KSM++: Using I/O-based hints to make memory-deduplication scanners more efficient

Miller, Konrad; Franz, Fabian; Groeninger, Thorsten; Rittinghaus, Marc; Hillenbrand, Marius; Bellosa, Frank


Memory scanning deduplication techniques, as implemented in Linux' Kernel Samepage Merging (KSM), work very well for deduplicating fairly static, anonymous pages with equal content across different virtual machines. However, scanners need very aggressive scan rates when it comes to identifying sharing opportunities with a short life span of up to about 5 min. Otherwise, the scan process is not fast enough to catch those short-lived pages.

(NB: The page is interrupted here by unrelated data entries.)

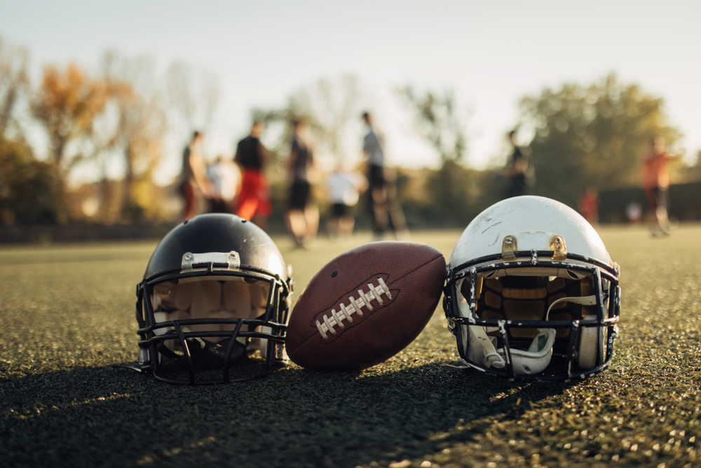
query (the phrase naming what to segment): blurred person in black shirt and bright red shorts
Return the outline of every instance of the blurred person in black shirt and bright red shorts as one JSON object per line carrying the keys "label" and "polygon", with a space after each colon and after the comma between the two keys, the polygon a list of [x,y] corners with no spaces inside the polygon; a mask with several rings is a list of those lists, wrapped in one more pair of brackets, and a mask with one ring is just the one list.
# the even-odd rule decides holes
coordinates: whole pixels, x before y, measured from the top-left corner
{"label": "blurred person in black shirt and bright red shorts", "polygon": [[236,214],[252,220],[265,229],[266,219],[271,213],[270,191],[264,170],[268,164],[268,150],[260,142],[265,130],[263,121],[255,120],[251,133],[238,142],[233,161],[241,170],[241,191],[236,201]]}

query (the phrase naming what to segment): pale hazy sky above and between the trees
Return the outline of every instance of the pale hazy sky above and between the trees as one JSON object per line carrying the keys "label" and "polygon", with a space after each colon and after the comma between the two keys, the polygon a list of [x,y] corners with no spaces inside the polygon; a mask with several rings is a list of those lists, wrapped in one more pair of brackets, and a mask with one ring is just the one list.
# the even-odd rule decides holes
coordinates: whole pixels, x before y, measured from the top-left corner
{"label": "pale hazy sky above and between the trees", "polygon": [[[74,60],[97,72],[108,49],[217,76],[219,106],[205,146],[212,157],[233,152],[249,130],[250,109],[283,106],[320,79],[338,83],[352,74],[358,109],[375,114],[388,159],[415,168],[439,158],[416,132],[397,88],[452,91],[469,137],[465,161],[484,168],[505,161],[504,135],[519,121],[525,95],[611,73],[664,98],[693,161],[701,151],[699,18],[701,2],[693,0],[0,0],[0,35],[29,49],[34,83],[48,63]],[[349,159],[360,157],[360,119],[353,125],[357,138],[344,146]],[[45,143],[34,134],[41,153]],[[179,171],[186,138],[171,135],[163,182]]]}

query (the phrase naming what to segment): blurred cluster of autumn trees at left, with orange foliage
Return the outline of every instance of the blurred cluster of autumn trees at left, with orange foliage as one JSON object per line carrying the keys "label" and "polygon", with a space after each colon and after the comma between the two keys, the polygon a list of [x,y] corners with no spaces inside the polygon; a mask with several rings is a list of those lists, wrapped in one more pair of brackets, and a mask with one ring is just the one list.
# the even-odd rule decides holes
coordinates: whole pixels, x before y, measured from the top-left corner
{"label": "blurred cluster of autumn trees at left, with orange foliage", "polygon": [[[154,171],[169,133],[186,138],[211,123],[214,76],[181,62],[159,75],[151,58],[108,51],[95,74],[74,62],[46,65],[34,84],[28,56],[0,37],[0,225],[168,218],[171,190]],[[95,182],[71,186],[86,168]]]}

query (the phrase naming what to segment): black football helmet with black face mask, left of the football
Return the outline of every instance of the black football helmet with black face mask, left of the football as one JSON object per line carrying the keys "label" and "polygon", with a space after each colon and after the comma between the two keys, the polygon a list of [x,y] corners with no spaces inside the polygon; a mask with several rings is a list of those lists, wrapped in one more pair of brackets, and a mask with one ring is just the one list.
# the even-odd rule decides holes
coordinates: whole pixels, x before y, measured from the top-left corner
{"label": "black football helmet with black face mask, left of the football", "polygon": [[292,278],[273,240],[234,215],[200,215],[158,244],[137,285],[139,368],[169,383],[263,377],[287,361]]}

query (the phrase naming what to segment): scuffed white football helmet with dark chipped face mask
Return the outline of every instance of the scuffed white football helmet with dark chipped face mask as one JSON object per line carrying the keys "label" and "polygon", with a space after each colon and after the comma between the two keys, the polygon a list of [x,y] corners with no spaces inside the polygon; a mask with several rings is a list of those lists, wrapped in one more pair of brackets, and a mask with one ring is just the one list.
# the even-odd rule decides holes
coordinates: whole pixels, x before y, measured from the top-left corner
{"label": "scuffed white football helmet with dark chipped face mask", "polygon": [[495,203],[450,255],[444,310],[467,366],[571,380],[611,363],[618,265],[569,206],[540,196]]}

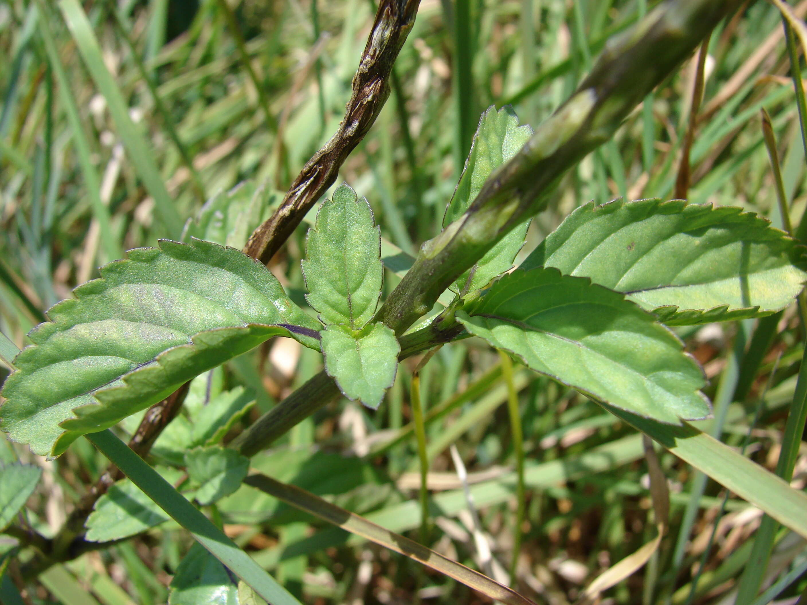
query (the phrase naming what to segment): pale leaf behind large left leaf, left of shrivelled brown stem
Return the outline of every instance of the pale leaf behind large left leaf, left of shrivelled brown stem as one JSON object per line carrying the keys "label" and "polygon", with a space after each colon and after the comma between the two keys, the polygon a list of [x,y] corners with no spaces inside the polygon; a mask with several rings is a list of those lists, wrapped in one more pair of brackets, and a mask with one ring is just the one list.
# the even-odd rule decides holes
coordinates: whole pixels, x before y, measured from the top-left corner
{"label": "pale leaf behind large left leaf, left of shrivelled brown stem", "polygon": [[196,217],[185,223],[182,241],[196,238],[243,248],[255,228],[269,218],[280,198],[276,191],[244,181],[207,200]]}

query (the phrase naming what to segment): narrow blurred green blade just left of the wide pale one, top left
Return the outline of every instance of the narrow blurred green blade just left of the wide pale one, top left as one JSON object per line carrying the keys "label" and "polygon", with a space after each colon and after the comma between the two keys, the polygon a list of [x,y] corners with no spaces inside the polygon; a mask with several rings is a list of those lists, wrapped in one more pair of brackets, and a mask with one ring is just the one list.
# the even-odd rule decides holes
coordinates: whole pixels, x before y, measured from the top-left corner
{"label": "narrow blurred green blade just left of the wide pale one, top left", "polygon": [[73,94],[70,91],[70,80],[65,73],[65,68],[61,65],[59,52],[56,49],[56,41],[50,27],[50,15],[44,8],[42,2],[39,4],[40,10],[43,11],[44,18],[40,23],[40,35],[45,46],[45,52],[48,55],[48,62],[56,75],[56,81],[59,84],[59,97],[70,126],[73,131],[73,144],[76,148],[78,156],[78,164],[82,168],[84,175],[84,184],[87,195],[90,196],[90,205],[93,208],[93,216],[98,221],[98,229],[100,230],[101,241],[104,253],[107,255],[107,261],[114,261],[115,259],[123,257],[123,249],[118,244],[118,238],[115,237],[115,232],[112,230],[111,217],[109,209],[101,200],[101,180],[98,178],[98,172],[91,159],[92,151],[90,150],[90,143],[86,138],[84,127],[82,126],[82,119],[78,114],[78,106]]}

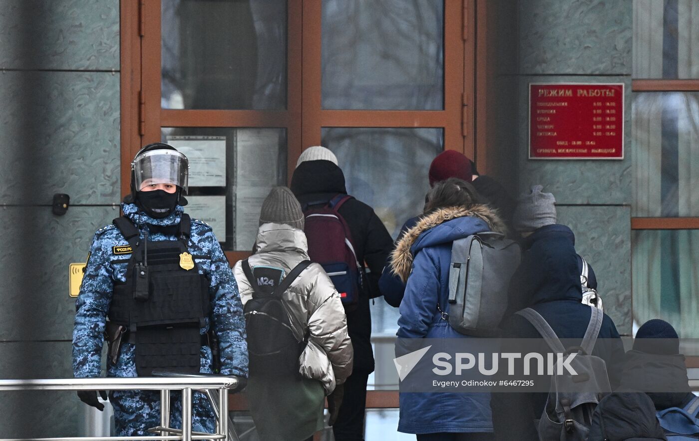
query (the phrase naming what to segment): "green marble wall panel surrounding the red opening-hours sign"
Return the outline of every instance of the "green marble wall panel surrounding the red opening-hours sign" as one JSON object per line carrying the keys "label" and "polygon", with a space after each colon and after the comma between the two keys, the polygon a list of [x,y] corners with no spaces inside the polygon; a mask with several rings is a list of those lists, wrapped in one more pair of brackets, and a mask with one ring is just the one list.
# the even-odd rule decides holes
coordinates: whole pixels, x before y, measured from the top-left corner
{"label": "green marble wall panel surrounding the red opening-hours sign", "polygon": [[[528,159],[529,83],[623,82],[624,159]],[[560,204],[630,204],[631,82],[626,77],[522,76],[519,78],[519,191],[541,184]]]}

Our approach generates I/O-based hints in the host to make the memory scanning process more efficient, thus enabling it to find and exploit short-lived sharing opportunities without raising the scan rate. Experiences with similar techniques for paravirtualized guests have shown that pages in a guest’s unified buffer cache are good sharing candidates. We already identify such pages in the host when carrying out I/O-operations on behalf of the guest. The target/source pages in the guest can safely be assumed to be part of the guest’s unified buffer cache. That way, we can determine good sharing hints for the memory scanner. A modification of the guest is not required.
We have implemented our approach in Linux.